Why doesn't my Fermat's primality test method work?

Question

I'm trying to implement a method which checks any integer and returns true if it's prime using Fermat's primality test.

I divided the problem depending on whether the input is less than 40 or not. If the input is less than 40 then I apply the test for every integer up until n-1. Else, if the integer is greater than 40 then the test is applied for every integer up until 40. However, it fails for some primes.
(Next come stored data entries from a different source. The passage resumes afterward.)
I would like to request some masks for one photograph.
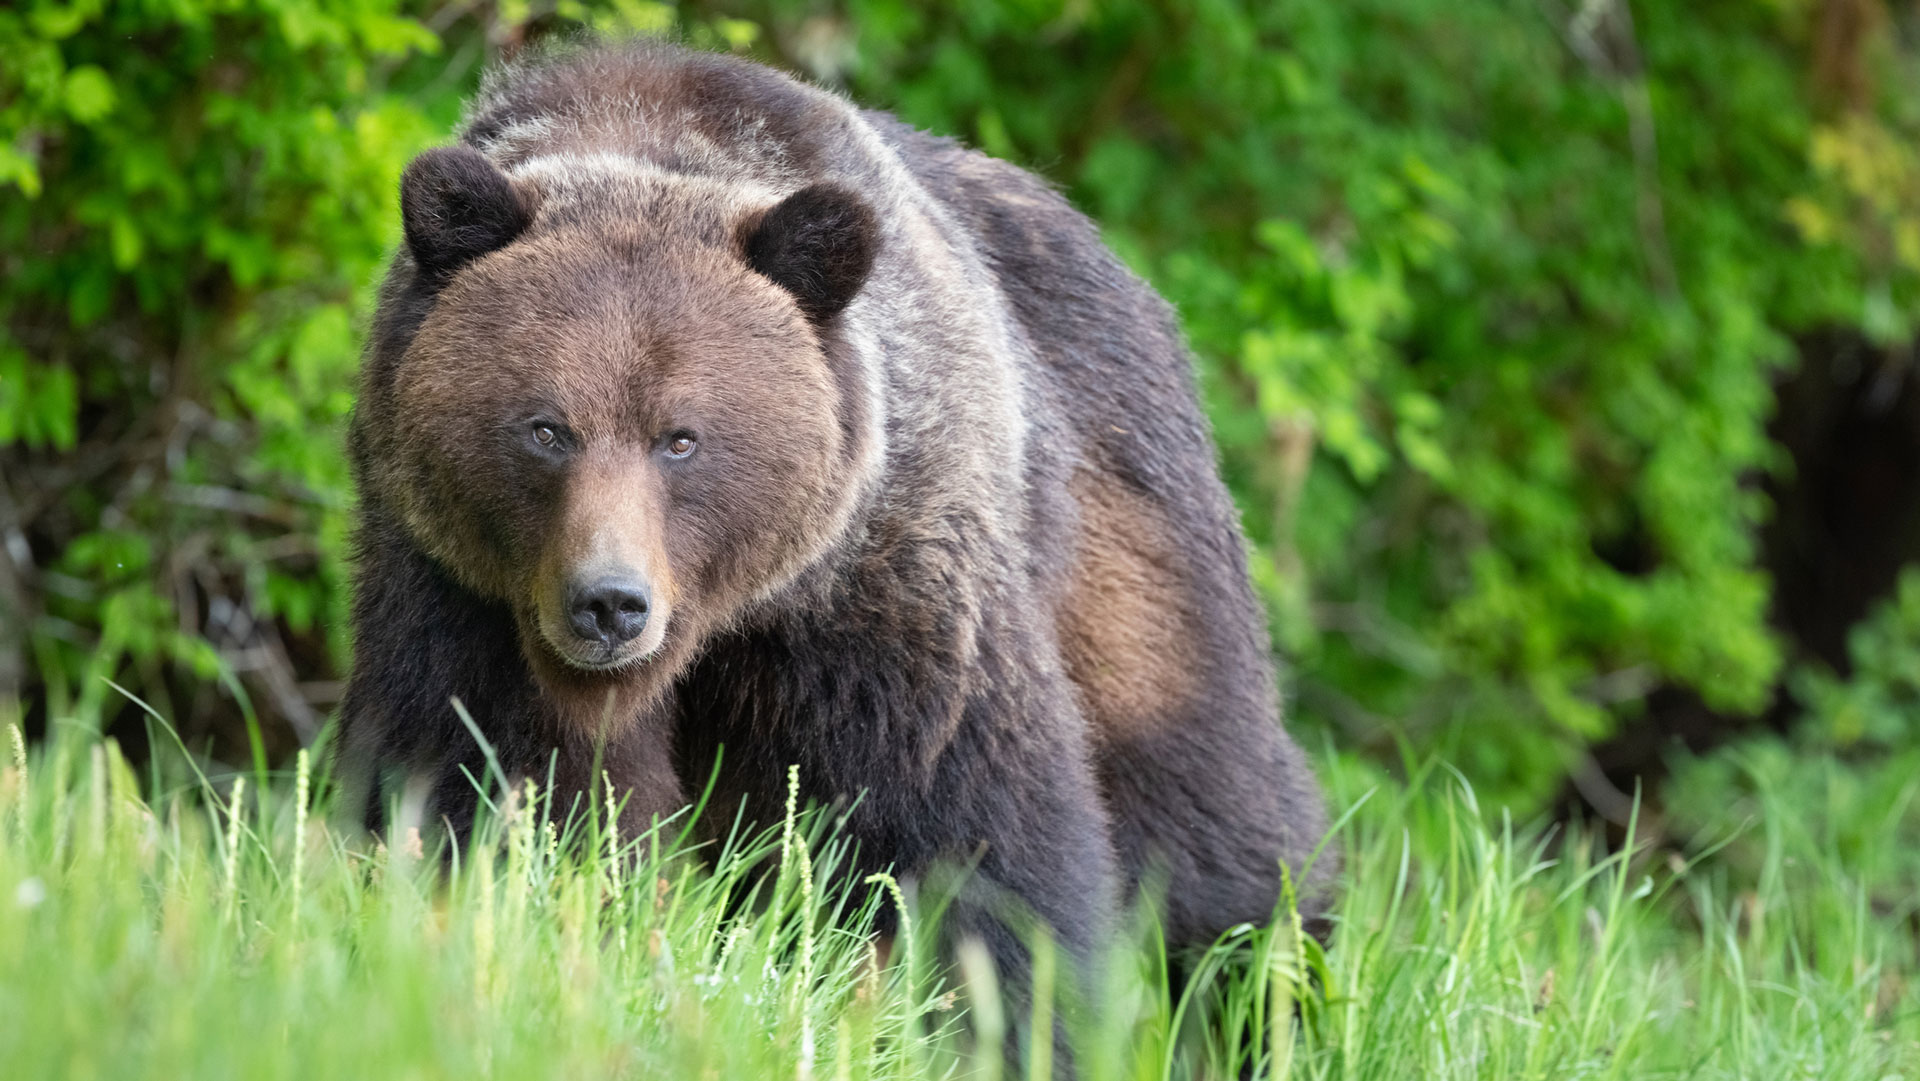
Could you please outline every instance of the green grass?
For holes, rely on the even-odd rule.
[[[970,1013],[1021,1018],[978,951],[943,969],[931,914],[879,963],[865,928],[900,895],[840,874],[810,816],[696,861],[677,823],[624,846],[590,822],[562,836],[516,796],[443,872],[329,825],[304,773],[136,778],[81,736],[8,761],[9,1078],[1044,1069],[966,1050],[998,1045],[957,1036]],[[1626,858],[1510,825],[1444,769],[1336,758],[1331,796],[1357,810],[1325,951],[1290,918],[1243,929],[1177,1001],[1156,951],[1119,951],[1091,1001],[1059,1004],[1080,1075],[1914,1076],[1916,765],[1695,764],[1672,844]],[[778,870],[753,886],[755,866]]]

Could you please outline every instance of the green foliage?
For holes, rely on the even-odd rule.
[[[1849,749],[1920,743],[1920,570],[1848,636],[1853,671],[1841,679],[1807,668],[1794,690],[1807,703],[1803,734]]]
[[[27,616],[0,697],[30,657],[48,716],[95,719],[114,675],[196,695],[191,726],[222,673],[310,736],[394,178],[485,61],[581,26],[746,52],[1060,183],[1181,311],[1296,716],[1536,799],[1657,688],[1769,704],[1772,382],[1803,332],[1915,334],[1920,61],[1884,19],[1836,52],[1826,7],[0,10],[0,532],[31,557],[0,560]]]
[[[0,10],[0,647],[56,716],[342,624],[355,296],[449,119],[390,85],[439,49],[399,6]]]
[[[1181,996],[1145,949],[1117,950],[1080,1006],[1056,979],[1079,1076],[1909,1075],[1916,763],[1765,759],[1694,788],[1710,851],[1686,858],[1600,856],[1485,818],[1445,771],[1403,784],[1337,758],[1356,811],[1325,948],[1283,911]],[[678,824],[609,844],[594,822],[550,830],[536,794],[443,867],[404,830],[381,847],[325,825],[305,761],[264,791],[168,774],[151,801],[110,743],[0,767],[11,1075],[1048,1076],[955,1039],[1025,1013],[982,956],[932,961],[933,916],[910,908],[875,954],[901,899],[848,880],[817,817],[703,868]]]

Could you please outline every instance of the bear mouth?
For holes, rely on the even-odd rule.
[[[539,628],[540,644],[546,651],[566,667],[576,672],[593,675],[611,675],[639,668],[660,655],[666,646],[667,635],[665,620],[657,627],[647,630],[631,642],[619,645],[590,645],[557,628],[552,621],[536,616],[535,625]]]
[[[606,650],[604,652],[608,655],[604,657],[581,657],[562,652],[560,653],[560,659],[583,672],[618,672],[622,668],[626,668],[629,665],[636,665],[646,660],[645,657],[622,656],[617,650]]]
[[[657,648],[640,650],[617,646],[573,649],[562,647],[548,635],[543,634],[541,637],[547,640],[547,648],[553,651],[554,656],[565,662],[567,667],[597,674],[639,667],[659,652]]]

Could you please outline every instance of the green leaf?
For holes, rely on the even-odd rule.
[[[65,89],[67,115],[82,124],[94,124],[113,112],[113,82],[107,73],[92,64],[82,64],[67,72]]]

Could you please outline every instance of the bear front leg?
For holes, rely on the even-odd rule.
[[[488,767],[453,700],[496,748],[513,749],[515,730],[531,719],[512,613],[453,581],[371,498],[357,540],[353,667],[337,752],[343,805],[378,831],[400,789],[425,784],[429,816],[464,832],[477,793],[461,768],[484,780]]]
[[[1016,622],[1023,610],[997,608],[964,647],[903,630],[911,613],[900,605],[866,608],[900,617],[877,628],[840,612],[778,622],[713,644],[680,685],[682,775],[719,765],[709,837],[724,836],[737,808],[777,824],[788,767],[799,766],[803,804],[846,809],[860,873],[952,896],[947,957],[978,939],[1014,1018],[1031,1005],[1028,924],[1061,947],[1056,986],[1068,984],[1111,927],[1118,892],[1085,722],[1044,661],[1051,646]]]
[[[980,669],[945,676],[928,671],[926,654],[904,650],[897,668],[839,664],[808,675],[795,655],[754,648],[775,658],[771,666],[785,679],[836,693],[796,715],[785,731],[800,738],[782,741],[773,752],[780,757],[736,757],[729,747],[724,761],[799,762],[807,798],[851,803],[846,829],[863,862],[951,897],[942,952],[950,958],[960,942],[979,940],[1021,1026],[1031,1017],[1032,934],[1059,947],[1056,991],[1089,974],[1112,928],[1119,870],[1085,725],[1064,678],[1010,663],[1030,654],[1002,654],[1009,647],[991,640],[977,655]],[[1009,663],[999,663],[1003,657]],[[1055,1043],[1064,1055],[1058,1032]]]
[[[1024,967],[1011,962],[1024,957],[1016,928],[1028,919],[1085,957],[1113,915],[1107,816],[1081,741],[1063,735],[963,728],[908,824],[927,835],[900,845],[920,855],[909,864],[973,866],[978,888],[961,887],[953,930],[985,940],[1003,968]]]
[[[1003,685],[969,705],[924,802],[904,817],[921,836],[905,839],[900,851],[936,889],[943,869],[972,865],[942,924],[944,952],[967,938],[986,947],[1011,1012],[1008,1051],[1017,1051],[1015,1031],[1029,1041],[1051,1039],[1057,1076],[1065,1077],[1072,1016],[1059,1009],[1051,1034],[1030,1031],[1033,996],[1042,989],[1034,986],[1028,944],[1036,932],[1051,936],[1059,959],[1055,1001],[1083,1001],[1078,992],[1112,930],[1119,871],[1085,732],[1062,691]]]

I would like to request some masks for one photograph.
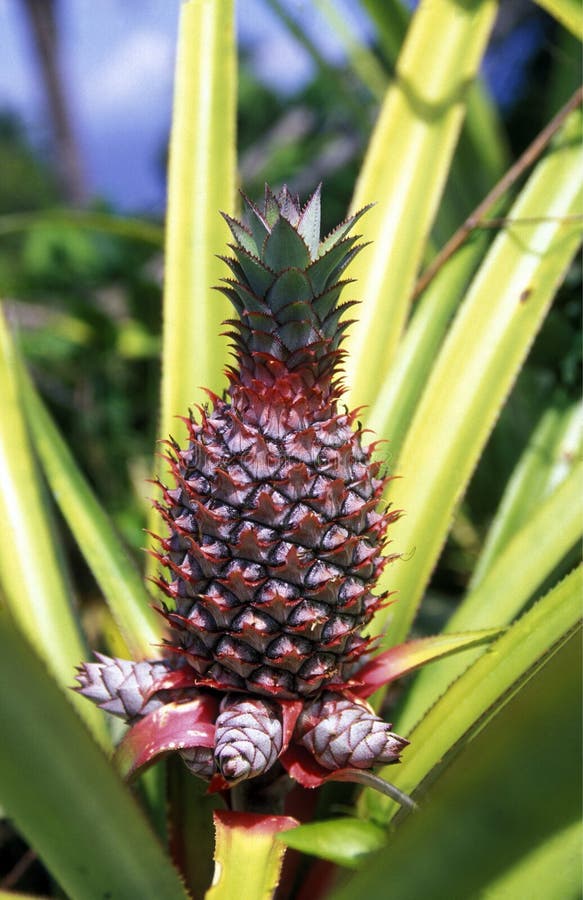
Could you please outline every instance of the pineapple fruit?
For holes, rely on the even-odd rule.
[[[365,210],[320,241],[319,189],[303,208],[286,187],[245,202],[248,225],[225,216],[230,386],[185,420],[186,448],[169,442],[174,485],[160,485],[163,657],[100,656],[79,690],[131,724],[213,695],[214,747],[176,744],[195,775],[218,789],[283,766],[314,786],[407,743],[355,691],[396,517],[377,510],[386,479],[357,412],[339,407],[341,275]]]

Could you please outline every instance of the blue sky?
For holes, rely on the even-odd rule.
[[[285,0],[331,61],[342,49],[309,0]],[[170,122],[181,0],[59,0],[62,68],[89,191],[125,211],[159,213],[164,205],[160,156]],[[372,33],[358,0],[335,0],[348,24]],[[283,92],[312,75],[312,61],[262,0],[237,0],[240,40],[257,74]],[[537,24],[538,23],[538,24]],[[524,60],[542,37],[540,20],[494,48],[485,72],[499,98],[512,96]],[[511,44],[511,45],[510,45]],[[32,141],[48,144],[44,104],[18,0],[0,0],[0,109],[25,120]]]
[[[160,154],[168,132],[181,0],[60,0],[62,68],[92,194],[116,206],[158,212],[164,201]],[[32,140],[47,142],[43,97],[16,0],[0,0],[0,108],[22,115]],[[308,21],[330,59],[342,51],[303,0],[289,9]],[[361,34],[358,3],[341,4]],[[293,92],[312,62],[261,0],[239,0],[238,30],[260,77]]]

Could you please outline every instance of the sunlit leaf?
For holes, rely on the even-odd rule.
[[[214,290],[225,274],[216,254],[235,206],[236,48],[233,0],[182,4],[170,136],[159,435],[182,440],[177,416],[220,393],[231,313]],[[158,471],[165,472],[160,462]],[[160,530],[152,512],[151,531]],[[150,574],[154,571],[150,563]]]
[[[580,627],[582,588],[583,567],[579,566],[451,685],[409,735],[411,746],[402,764],[381,774],[408,794],[430,773],[435,776],[453,749],[471,740]],[[365,792],[364,802],[375,817],[388,819],[395,812],[393,801],[370,791]]]
[[[115,534],[48,410],[26,375],[21,379],[35,449],[61,512],[73,532],[132,655],[155,655],[161,620],[150,607],[142,578]]]
[[[471,588],[478,586],[531,513],[536,514],[550,488],[560,484],[581,459],[582,430],[581,404],[566,410],[557,404],[545,411],[506,486],[472,573]]]
[[[403,477],[391,482],[388,499],[406,511],[391,526],[391,540],[409,559],[386,570],[399,602],[375,617],[381,630],[390,616],[391,643],[409,631],[456,504],[579,245],[580,126],[576,112],[514,204],[460,307],[408,430],[395,467]]]
[[[0,311],[0,583],[19,627],[67,688],[87,651],[29,443],[17,367],[14,343]],[[88,703],[75,702],[107,742],[97,711]]]
[[[536,0],[539,6],[546,9],[558,22],[583,40],[583,13],[581,0]]]
[[[536,588],[581,538],[583,516],[583,463],[541,503],[518,534],[508,543],[478,587],[470,591],[451,617],[447,631],[504,626],[521,611]],[[560,527],[557,523],[560,522]],[[421,672],[413,684],[399,727],[407,732],[480,654],[443,660]]]
[[[329,859],[348,868],[358,868],[363,858],[382,847],[384,829],[364,819],[327,819],[285,831],[279,840],[302,853]]]
[[[399,57],[352,201],[373,241],[350,267],[363,298],[347,348],[352,405],[374,399],[390,369],[496,4],[425,0]]]
[[[216,812],[215,875],[206,900],[271,900],[285,845],[276,839],[298,823],[289,816]]]

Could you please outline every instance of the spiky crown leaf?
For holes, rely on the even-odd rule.
[[[223,257],[234,279],[221,290],[239,315],[229,320],[243,366],[255,354],[285,363],[288,370],[313,365],[319,376],[333,369],[353,304],[339,304],[348,281],[340,276],[363,248],[349,235],[368,207],[341,222],[320,240],[320,187],[304,207],[283,187],[265,189],[263,209],[244,197],[249,224],[225,215],[235,243]],[[251,368],[253,368],[251,366]]]

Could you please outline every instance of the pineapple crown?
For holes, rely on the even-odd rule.
[[[365,244],[350,235],[368,207],[337,225],[320,240],[320,186],[304,207],[284,185],[278,194],[265,187],[263,208],[242,195],[248,224],[223,213],[235,239],[234,257],[221,257],[234,278],[218,288],[239,319],[228,320],[243,368],[258,358],[281,361],[288,371],[309,367],[317,377],[333,371],[350,321],[340,322],[354,301],[339,303],[346,266]]]

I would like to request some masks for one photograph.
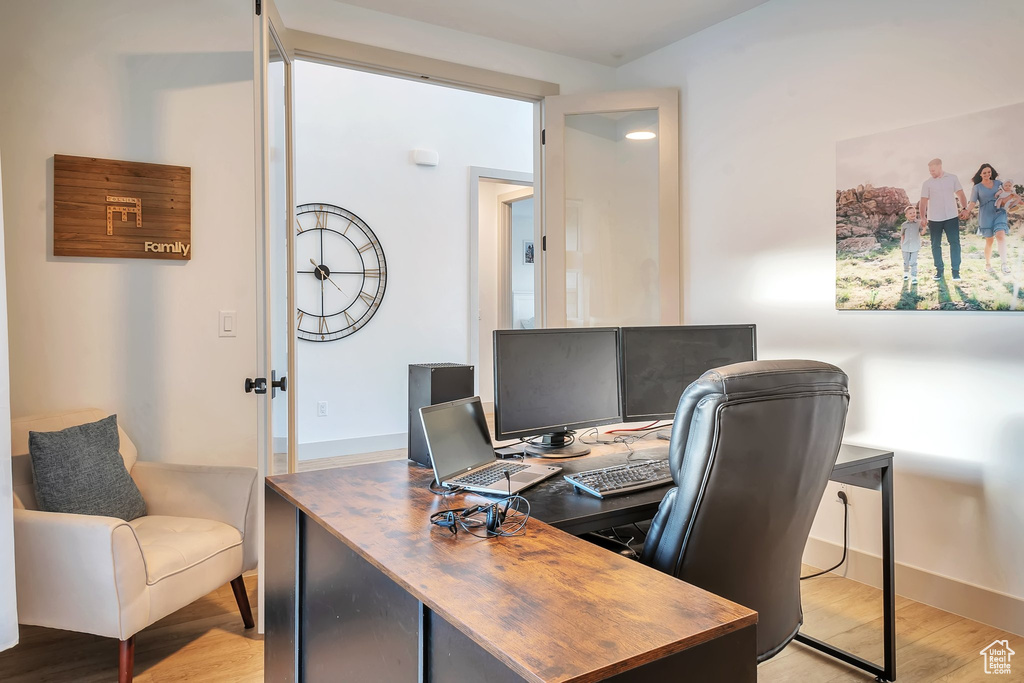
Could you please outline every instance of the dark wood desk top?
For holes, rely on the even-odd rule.
[[[530,501],[533,514],[563,531],[578,534],[583,531],[607,529],[622,523],[616,519],[619,513],[634,513],[635,520],[651,519],[658,512],[665,493],[672,484],[665,484],[646,491],[638,491],[605,499],[579,493],[563,475],[595,470],[601,467],[625,465],[646,459],[668,457],[668,441],[651,439],[633,444],[635,454],[630,456],[623,444],[594,447],[591,455],[566,460],[543,460],[544,464],[562,468],[562,473],[527,489],[523,495]]]
[[[667,458],[668,447],[667,441],[651,438],[634,443],[635,453],[632,456],[623,444],[603,444],[594,446],[590,455],[581,458],[535,461],[557,465],[562,468],[562,474],[573,474],[601,467],[624,465],[629,457],[633,461]],[[876,470],[891,464],[892,458],[892,451],[843,444],[839,448],[833,476],[842,477]],[[626,511],[637,520],[651,519],[671,487],[672,484],[669,483],[646,491],[602,500],[577,492],[572,484],[559,475],[528,489],[523,495],[529,499],[537,519],[544,520],[563,531],[580,533],[615,526],[621,523],[616,516]]]
[[[593,460],[590,460],[593,463]],[[531,519],[480,539],[428,524],[480,501],[430,493],[429,470],[392,461],[267,484],[530,681],[595,681],[757,621],[752,610]]]

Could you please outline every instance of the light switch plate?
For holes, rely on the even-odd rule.
[[[236,337],[238,333],[238,317],[234,311],[221,311],[220,312],[220,325],[217,328],[217,335],[220,337]]]

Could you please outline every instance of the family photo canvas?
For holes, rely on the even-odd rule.
[[[836,145],[836,308],[1024,310],[1024,103]]]

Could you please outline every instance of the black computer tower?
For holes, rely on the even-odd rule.
[[[430,467],[420,408],[473,396],[473,366],[418,363],[409,366],[409,459]]]

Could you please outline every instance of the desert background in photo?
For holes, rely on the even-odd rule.
[[[1010,273],[993,246],[994,273],[985,269],[978,209],[960,221],[961,281],[951,279],[949,244],[942,240],[945,278],[933,280],[929,232],[921,238],[917,284],[903,279],[903,210],[917,204],[928,162],[960,180],[968,200],[983,163],[1012,179],[1024,195],[1024,103],[886,131],[836,145],[836,308],[854,310],[1024,310],[1024,214],[1009,215]]]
public static boolean isPrime (double n){
    int counter=0;
    boolean isPrime=false;
    if(n<40) {
        for (int a = 2; a < n - 1; a++) {
            if (Math.pow(a, n - 1) % n == 1) counter++;
        }

        if (counter == n - 3) isPrime = true;
    }
        else {

        for (int a = 2; a <= 40; a++) {
            if (Math.pow(a, n - 1) % n == 1) counter++;

        }
        if (counter == 39) isPrime = true;
    }
    return isPrime;
}

Is it a logical issue or something else?

Answer 1

Math.pow works on doubles and the result is only approximate. Modulo on the other hand works on ints which have a range up to a little over 2 billion, is your pow producing some numbers larger than that by any chance? (17^18 seems to be a sure bet for 19...)

So how to fix this: you can implement your own pow(a,b,n) (power modulo n) using multiplication and modulo on integers. That should work correctly. Make a function to raise a to power b using a series of multiplications, apply %n to the intermediate result after each step...